LEGAL VIEWPOINT: Bond issues

By Dr AbdelGadir Warsama, Legal Counsel

Asia 728x90

At the global level, bonds play an important role in the financial, corporate and banking business. Very often, many governments and international financial institutions issue bonds whenever there is a need to raise money for certain prime projects or to cover the deficiency in the budget by borrowing from local markets and \ or international investors. We have good examples in big companies, airlines, banks, infrastructure projects and many other sectors, who issued bonds that proved to be very successful due to the good performance of the issuer and the subject-matter of the issue. Herein, generally speaking, the marketing method related to the issuance of bonds varies according to certain merits and many circumstances such as the need to list the market response by publishing a preliminary prospectus and the need to identify the range of the proposed investors who could be interested in the bond. This includes private investors and sophisticated or public investors. The main techniques for marketing bonds could be summarized o include, for example, the “Private placements”, in this respect a manager or group of mangers subscribe for the whole issue and thereafter places this issue with selected private clients, or in some cases, with a single private investor. These issues may be listed or unlisted and this is primarily used when the issuer is interested to deal with certain person or group of persons as investors.

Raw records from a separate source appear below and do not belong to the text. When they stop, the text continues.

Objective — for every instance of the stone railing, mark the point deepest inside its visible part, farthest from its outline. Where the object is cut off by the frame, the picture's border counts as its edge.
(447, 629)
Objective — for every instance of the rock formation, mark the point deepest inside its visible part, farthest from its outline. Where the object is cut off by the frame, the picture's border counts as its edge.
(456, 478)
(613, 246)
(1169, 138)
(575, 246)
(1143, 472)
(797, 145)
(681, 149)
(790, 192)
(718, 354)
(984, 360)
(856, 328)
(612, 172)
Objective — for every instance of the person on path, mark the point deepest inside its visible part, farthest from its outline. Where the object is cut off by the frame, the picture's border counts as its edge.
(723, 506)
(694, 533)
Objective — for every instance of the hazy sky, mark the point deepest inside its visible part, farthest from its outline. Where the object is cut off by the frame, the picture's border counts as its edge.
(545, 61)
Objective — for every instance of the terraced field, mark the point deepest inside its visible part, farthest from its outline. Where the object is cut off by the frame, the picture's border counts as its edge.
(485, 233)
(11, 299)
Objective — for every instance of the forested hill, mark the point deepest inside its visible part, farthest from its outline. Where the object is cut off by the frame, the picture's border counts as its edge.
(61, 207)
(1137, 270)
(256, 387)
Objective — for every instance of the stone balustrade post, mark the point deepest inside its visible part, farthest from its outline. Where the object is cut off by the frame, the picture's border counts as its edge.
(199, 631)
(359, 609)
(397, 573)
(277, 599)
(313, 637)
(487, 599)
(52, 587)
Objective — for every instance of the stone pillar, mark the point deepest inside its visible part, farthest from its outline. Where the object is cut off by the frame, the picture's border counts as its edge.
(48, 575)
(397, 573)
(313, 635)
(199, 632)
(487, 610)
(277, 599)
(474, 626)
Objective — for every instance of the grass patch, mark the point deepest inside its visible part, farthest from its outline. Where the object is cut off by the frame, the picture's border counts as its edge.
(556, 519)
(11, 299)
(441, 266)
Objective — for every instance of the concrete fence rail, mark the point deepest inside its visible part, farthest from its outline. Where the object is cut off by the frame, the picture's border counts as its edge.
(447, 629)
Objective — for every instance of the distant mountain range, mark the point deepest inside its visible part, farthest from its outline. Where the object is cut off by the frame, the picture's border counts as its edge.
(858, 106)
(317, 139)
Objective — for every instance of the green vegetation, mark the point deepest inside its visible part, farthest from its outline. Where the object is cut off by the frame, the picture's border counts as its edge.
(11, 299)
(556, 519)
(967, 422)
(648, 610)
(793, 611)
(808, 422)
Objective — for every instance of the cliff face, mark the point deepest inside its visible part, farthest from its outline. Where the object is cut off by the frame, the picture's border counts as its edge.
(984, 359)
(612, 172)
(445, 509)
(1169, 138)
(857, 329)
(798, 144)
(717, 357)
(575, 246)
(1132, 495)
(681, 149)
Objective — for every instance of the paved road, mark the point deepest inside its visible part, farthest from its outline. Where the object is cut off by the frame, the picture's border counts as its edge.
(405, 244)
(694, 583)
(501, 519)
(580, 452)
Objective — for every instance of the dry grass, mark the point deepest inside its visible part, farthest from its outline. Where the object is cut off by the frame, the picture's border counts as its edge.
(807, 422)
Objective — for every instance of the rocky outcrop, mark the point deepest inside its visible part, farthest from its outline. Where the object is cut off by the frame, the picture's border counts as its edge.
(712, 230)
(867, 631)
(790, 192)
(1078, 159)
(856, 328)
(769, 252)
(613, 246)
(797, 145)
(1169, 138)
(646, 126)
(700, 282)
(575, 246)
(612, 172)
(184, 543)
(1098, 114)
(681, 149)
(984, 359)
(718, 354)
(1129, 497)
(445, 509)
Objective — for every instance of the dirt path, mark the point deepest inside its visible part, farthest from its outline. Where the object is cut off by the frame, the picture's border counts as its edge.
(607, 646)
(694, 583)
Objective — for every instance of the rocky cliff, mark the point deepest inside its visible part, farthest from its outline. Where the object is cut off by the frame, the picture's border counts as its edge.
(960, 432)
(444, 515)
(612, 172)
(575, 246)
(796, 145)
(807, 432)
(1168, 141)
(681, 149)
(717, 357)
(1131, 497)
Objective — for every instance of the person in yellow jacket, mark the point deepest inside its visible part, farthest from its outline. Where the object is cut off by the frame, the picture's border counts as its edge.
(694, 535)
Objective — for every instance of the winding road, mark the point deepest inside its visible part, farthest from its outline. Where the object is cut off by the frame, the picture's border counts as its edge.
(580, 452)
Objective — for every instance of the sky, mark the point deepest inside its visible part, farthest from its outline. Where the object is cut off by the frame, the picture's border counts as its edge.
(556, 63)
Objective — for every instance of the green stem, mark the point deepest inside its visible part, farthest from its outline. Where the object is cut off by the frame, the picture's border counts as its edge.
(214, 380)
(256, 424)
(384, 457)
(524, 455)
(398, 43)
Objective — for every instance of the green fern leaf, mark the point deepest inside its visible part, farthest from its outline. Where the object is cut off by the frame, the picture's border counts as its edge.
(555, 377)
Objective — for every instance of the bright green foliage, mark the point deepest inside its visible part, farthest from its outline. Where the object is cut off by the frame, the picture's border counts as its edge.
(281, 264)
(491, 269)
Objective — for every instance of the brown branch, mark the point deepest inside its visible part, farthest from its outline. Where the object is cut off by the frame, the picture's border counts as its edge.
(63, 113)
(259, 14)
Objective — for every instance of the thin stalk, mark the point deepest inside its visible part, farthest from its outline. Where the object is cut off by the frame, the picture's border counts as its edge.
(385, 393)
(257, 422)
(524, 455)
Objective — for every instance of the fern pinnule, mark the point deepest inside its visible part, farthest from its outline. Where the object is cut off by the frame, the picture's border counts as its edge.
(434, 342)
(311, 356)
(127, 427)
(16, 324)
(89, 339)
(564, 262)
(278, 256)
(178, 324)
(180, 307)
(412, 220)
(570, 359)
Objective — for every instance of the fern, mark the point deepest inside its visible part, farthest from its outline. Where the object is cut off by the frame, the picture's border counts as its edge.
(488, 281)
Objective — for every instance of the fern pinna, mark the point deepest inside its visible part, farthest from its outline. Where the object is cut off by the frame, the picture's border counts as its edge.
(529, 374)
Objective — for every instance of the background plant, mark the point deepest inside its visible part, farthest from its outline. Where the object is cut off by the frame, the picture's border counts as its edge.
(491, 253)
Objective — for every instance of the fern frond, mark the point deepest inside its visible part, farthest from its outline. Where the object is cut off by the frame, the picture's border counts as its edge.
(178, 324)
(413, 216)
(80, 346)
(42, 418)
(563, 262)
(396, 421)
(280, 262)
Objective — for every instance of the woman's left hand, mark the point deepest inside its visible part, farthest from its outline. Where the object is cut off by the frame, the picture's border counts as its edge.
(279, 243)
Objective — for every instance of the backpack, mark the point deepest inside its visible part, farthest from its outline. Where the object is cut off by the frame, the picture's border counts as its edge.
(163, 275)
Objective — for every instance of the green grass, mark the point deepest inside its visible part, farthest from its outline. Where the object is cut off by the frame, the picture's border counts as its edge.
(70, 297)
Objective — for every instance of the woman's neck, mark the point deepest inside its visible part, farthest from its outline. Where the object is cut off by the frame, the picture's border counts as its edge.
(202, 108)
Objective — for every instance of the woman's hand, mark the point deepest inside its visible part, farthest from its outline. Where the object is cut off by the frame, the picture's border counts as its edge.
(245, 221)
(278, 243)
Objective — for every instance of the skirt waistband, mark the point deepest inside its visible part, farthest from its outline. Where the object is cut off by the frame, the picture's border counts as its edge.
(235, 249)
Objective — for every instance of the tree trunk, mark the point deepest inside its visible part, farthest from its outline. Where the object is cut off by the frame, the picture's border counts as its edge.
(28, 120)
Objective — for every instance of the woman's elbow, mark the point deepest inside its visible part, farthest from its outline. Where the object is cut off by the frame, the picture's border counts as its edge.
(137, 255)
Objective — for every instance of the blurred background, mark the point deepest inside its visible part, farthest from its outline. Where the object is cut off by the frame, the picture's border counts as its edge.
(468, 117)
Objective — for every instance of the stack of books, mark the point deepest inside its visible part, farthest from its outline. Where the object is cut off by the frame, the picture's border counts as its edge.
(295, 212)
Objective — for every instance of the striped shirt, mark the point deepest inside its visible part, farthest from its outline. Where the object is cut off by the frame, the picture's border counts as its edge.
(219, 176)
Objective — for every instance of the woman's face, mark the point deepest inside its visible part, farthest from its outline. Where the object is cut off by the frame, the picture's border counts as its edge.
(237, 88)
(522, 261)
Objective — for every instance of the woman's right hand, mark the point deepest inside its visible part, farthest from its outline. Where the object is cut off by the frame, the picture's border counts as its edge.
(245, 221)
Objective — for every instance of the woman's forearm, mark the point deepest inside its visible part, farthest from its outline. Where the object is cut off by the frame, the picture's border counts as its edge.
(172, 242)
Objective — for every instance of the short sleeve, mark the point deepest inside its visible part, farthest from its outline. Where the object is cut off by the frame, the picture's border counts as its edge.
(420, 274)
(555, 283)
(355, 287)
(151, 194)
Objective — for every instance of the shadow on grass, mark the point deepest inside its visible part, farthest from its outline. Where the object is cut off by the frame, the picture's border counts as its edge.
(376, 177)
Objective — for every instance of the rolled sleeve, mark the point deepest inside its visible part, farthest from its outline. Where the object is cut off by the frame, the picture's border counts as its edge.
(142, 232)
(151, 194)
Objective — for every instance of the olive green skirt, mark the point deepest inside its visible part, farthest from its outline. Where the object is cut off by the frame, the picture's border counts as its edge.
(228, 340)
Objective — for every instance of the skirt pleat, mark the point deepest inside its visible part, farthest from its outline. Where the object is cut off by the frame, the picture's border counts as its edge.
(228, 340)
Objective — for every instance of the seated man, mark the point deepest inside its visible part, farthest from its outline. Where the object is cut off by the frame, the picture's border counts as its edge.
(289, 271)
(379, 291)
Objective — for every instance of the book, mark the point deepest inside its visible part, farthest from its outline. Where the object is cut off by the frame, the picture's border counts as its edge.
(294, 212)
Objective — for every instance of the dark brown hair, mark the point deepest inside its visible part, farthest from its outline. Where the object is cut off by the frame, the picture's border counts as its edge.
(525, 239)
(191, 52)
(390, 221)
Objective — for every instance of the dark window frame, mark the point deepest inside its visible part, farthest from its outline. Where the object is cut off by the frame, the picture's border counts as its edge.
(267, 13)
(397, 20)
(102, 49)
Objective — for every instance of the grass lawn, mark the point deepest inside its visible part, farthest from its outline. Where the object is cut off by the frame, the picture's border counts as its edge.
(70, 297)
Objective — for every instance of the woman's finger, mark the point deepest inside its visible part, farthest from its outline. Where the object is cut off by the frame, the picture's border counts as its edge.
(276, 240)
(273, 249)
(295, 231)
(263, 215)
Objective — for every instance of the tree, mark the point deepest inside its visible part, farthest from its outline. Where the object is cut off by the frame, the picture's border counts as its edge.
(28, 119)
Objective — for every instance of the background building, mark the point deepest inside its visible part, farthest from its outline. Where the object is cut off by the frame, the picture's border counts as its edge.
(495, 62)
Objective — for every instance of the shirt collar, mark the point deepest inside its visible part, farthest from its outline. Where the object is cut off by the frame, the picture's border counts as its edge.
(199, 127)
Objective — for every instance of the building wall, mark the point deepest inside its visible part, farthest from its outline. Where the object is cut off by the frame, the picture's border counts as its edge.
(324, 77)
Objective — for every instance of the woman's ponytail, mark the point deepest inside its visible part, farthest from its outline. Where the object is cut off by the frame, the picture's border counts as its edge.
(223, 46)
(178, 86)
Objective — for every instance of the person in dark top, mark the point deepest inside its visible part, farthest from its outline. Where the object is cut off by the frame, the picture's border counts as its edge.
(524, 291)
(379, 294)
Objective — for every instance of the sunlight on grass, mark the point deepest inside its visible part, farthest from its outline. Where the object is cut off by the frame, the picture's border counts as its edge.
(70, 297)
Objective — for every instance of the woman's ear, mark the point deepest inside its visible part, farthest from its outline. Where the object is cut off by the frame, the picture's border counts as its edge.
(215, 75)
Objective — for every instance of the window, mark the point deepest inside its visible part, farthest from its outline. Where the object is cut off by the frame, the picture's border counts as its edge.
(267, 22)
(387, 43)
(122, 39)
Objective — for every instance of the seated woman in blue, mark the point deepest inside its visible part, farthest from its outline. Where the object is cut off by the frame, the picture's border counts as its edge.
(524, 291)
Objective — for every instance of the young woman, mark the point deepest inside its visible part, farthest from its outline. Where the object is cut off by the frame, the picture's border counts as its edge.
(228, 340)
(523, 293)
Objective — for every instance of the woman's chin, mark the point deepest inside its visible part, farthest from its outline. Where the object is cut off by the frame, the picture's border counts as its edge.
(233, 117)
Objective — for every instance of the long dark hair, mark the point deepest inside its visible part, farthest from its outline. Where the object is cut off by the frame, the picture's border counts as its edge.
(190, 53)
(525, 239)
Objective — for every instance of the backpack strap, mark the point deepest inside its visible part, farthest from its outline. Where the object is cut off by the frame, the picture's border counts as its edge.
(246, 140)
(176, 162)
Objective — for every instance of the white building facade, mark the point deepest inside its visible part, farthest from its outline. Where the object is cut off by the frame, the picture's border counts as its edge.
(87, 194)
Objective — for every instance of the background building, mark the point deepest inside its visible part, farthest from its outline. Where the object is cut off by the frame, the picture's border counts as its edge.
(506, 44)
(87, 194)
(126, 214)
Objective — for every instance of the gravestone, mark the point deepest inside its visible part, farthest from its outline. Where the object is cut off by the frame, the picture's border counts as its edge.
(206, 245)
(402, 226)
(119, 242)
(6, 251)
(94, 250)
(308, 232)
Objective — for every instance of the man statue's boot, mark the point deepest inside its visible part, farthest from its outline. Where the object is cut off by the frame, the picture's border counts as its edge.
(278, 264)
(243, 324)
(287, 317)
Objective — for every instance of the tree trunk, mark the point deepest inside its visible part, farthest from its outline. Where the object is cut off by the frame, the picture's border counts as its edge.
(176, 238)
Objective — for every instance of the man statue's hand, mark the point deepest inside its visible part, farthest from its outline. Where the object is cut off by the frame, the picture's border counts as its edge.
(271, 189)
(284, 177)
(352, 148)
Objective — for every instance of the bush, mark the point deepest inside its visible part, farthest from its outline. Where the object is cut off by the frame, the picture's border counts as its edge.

The “Preliminary Prospectus Offerings”, the purpose of this method is to list the market before the managers fix the interest rate and /or any discount (or premium) on subscription. The managers normally contact a group of selected financial institutions and give them brief details of the issue and the issuer and an indication of the terms of the proposed issue. The managers also send out a preliminary prospectus, which omits disclosure of the issue terms and is stated to be subject to future amendments. This is usually known as the “red – herring” or “pathfinder” prospectus. In the light of the response to the prospectus, the managers agree with the issuer on the interest rate and arranges for the issue to be underwritten and then offers the bonds to the interested financial institutions. These financial institutions hold and keep the bonds for themselves or they keep them in for sale to their clients or to the public-at-large, if permitted and allowed by the securities regulations and related laws.

What has been explained above constitutes the traditional method followed mostly in the case of an international Eurobond offering and the same applies, for example, in the case of American and Canadian domestic offerings. However, it has been noticed that many Eurobond issues are nowadays “bought deals”. That is to say the managers dispense with the preliminary prospectus, however, the entire issues themselves are on-sale to dealers. The “Impact Day offerings”, herein, in this method the managers fix the issue terms with the issuer and announce the offering by public advertisement on an “impact day”. Public can apply on certain application forms for the concerned securities within a stated period. The disadvantage of this method, if we could say, is that the managers are not able to fix the issue terms in the light of an initial market response and must hope that the terms they decide on will attract sufficient investor’s interest. It is important to note that this is the method used in many domestic offerings and most likely, they are possibly used in many international capital markets.

To conclude, we could say that this market is volatile and there are many factors to be involved, from the issuer and \ or investor perspective. Potential investors need to be fully aware of such investment to achieve their end goals.